At SES London I was on a panel on Managing SEO for Global Web Sites. For the first time ever we had a standing room only session. Nearly 100% of the attendees were managing multi-country web sites. I was asked by a number of attendees if I could write a quick primer on how to effectively manage global search programs.
Managing global sites across dozens of markets is a very complex process and can’t be summed up in a single article; the following are the key elements essential to the success of any global program.
Have an Executive Sponsor
The right executive sponsor has always been one of the key factors of success in all of the successful projects I have participated in. The executive sponsor not only has to strike fear in the hearts and minds of the local market partners but they must be a mediator and a problem solver. Many times you require help from other areas that requires the right level of management savvy to motivate them to participate.
Ideally this should be the global CEO or CMO since they do have the authority over the geographies. In many cases the executive sponsor is in the HQ market and no operational or fiscal responsibility for the global outcome, which marginalizes their ability to motivate and/or force deployment.
Develop a Search Center of Excellence (COE)
The COE should focus on improving the content creation workflow practices, compliance levels, uniform best practices, policies, awareness, and measurement across the program.
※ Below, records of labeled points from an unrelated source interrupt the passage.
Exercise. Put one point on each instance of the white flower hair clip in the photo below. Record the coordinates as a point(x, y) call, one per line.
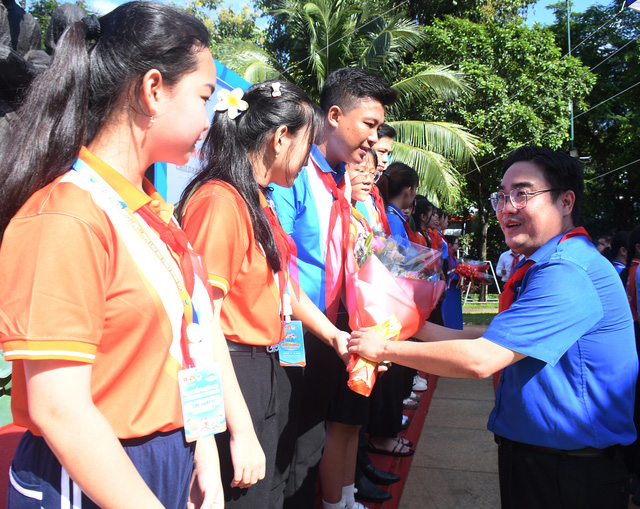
point(231, 102)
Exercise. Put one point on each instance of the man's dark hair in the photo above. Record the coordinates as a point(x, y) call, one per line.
point(561, 170)
point(346, 86)
point(620, 239)
point(386, 131)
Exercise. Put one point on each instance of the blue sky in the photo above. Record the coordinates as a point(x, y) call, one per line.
point(537, 13)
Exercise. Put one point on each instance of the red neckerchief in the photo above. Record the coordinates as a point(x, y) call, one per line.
point(190, 265)
point(334, 260)
point(508, 295)
point(287, 252)
point(514, 262)
point(631, 288)
point(426, 237)
point(379, 203)
point(435, 238)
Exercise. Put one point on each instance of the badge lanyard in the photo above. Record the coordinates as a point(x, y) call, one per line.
point(190, 325)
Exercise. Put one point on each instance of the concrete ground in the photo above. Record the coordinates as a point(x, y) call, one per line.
point(455, 465)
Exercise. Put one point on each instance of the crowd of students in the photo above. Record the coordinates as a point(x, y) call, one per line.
point(108, 303)
point(135, 332)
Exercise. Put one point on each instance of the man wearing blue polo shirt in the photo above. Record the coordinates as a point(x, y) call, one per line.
point(564, 404)
point(316, 213)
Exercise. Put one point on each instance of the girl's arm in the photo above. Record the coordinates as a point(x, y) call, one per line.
point(206, 485)
point(317, 323)
point(60, 404)
point(249, 461)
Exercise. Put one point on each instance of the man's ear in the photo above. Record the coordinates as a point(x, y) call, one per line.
point(333, 116)
point(568, 201)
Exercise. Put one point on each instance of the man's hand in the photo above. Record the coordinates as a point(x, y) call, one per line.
point(368, 344)
point(340, 342)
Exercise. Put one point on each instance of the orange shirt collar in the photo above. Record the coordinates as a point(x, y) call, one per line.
point(130, 194)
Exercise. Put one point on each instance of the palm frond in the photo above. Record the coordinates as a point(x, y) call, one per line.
point(249, 61)
point(451, 140)
point(388, 41)
point(439, 81)
point(439, 180)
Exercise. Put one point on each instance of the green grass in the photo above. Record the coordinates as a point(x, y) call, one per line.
point(477, 318)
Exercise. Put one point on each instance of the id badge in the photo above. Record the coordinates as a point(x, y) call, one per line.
point(291, 348)
point(202, 402)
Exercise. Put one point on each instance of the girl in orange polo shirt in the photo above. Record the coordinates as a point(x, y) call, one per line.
point(103, 301)
point(256, 139)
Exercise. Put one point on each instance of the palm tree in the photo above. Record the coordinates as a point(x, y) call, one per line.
point(325, 35)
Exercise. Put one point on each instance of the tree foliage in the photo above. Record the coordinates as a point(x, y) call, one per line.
point(317, 37)
point(607, 40)
point(521, 88)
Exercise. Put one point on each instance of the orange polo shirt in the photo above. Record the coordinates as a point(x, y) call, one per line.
point(77, 287)
point(219, 227)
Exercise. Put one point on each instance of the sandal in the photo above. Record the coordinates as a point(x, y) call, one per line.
point(410, 404)
point(396, 451)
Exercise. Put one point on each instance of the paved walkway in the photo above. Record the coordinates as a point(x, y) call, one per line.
point(455, 465)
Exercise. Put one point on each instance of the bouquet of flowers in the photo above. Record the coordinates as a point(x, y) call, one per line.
point(363, 372)
point(471, 273)
point(388, 276)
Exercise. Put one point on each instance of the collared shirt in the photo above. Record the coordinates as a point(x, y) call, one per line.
point(576, 386)
point(81, 285)
point(219, 226)
point(304, 211)
point(396, 221)
point(506, 262)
It is also highly focused on building a culture of search marketing excellence that will have a measurable impact on the bottom line.
Your COE should bring together varied people and skills that promote collaboration and best practice usage to drive incremental business results. For more on developing an effective Search Center of Excellence [http://searchenginewatch.com/3635751] read this earlier article.
I am always amazed when companies don’t coordinate and rally all their web and search efforts around the world. In every project I have ever worked on I bring all of the roles together and many of them have never met let alone work together to make the site a better search and consumer experience. Set up meetings and notify all the marketing, sales, technology, communications and brand teams around the world that you are having it and get your executive sponsor to “encourage” them to attend. Once they do you will find people already working or interested in search all around the world.
Leverage Force Multipliers
These are anything you do once and have it impact all of the sites. Often the easiest and the most effective activity is making your site templates search friendly and push those optimized templates out to all of the countries. In many cases these templates will have near perfect on page optimization elements thereby eliminating the need for those efforts in countries. This is very helpful in markets where there are no web resources or budgets to make search related changes.
Building on optimized templates, integration of search best practices into the localization process can help with economies of scale and reduction of costs. Larger companies are using keyword research and searcher demand to help prioritize content. For example, one large multinational recently told me they were using global keyword research to see what phrases globally had the highest demand across the most countries. This allowed them to reuse content more effectively by multiple countries rather than each doing their own localization and duplicating efforts.
Manage your Local Sites With Google Webmaster Tools
If you have not done so already, and especially if you deploy a .com portal for your global site it is critical you set Google’s Geographical Targeting. This Webmaster Tools feature will allow you to tell Google that content segments of your site are for a specific country.
My recommendation is to set up a master global account and manage it centrally so that you know it has been set correctly and also monitor messages and performance globally.
Measure Performance with Scorecards
Global scorecards are a very effective way to “motivate” local managers to participate in your search efforts. These can be as simple as monitoring traffic and/or ranking performance and encouraging improvement to very specific goals and objectives that everyone is measured against.
One of my favorite Scorecards that we used at Global Strategies was called the “Always On Scorecard” which mandated, for a set number of words, that each market/brand needs to either maintain a top 5 organic listing or ensure they have allocated sufficient paid search budget to achieve 80% share of voice in paid search impressions/clicks. This scorecard ensures that words that are the most important are “always represented” when someone searches. When set up correctly, each country can choose their own keyword phrases for the program, but the same number of words in each market allows for uniform measurement.
This sort of scorecard methodology fosters a workflow management focusing on highest value keywords and pages first resulting in a monthly “to do” list of pages to be audited for optimization or addition to a PPC campaign.
It is a lot of work to manage a global program but the more you can make it uniform, measure it and provide best practices to markets with little to no resources the more effective and greater opportunities for success you will have.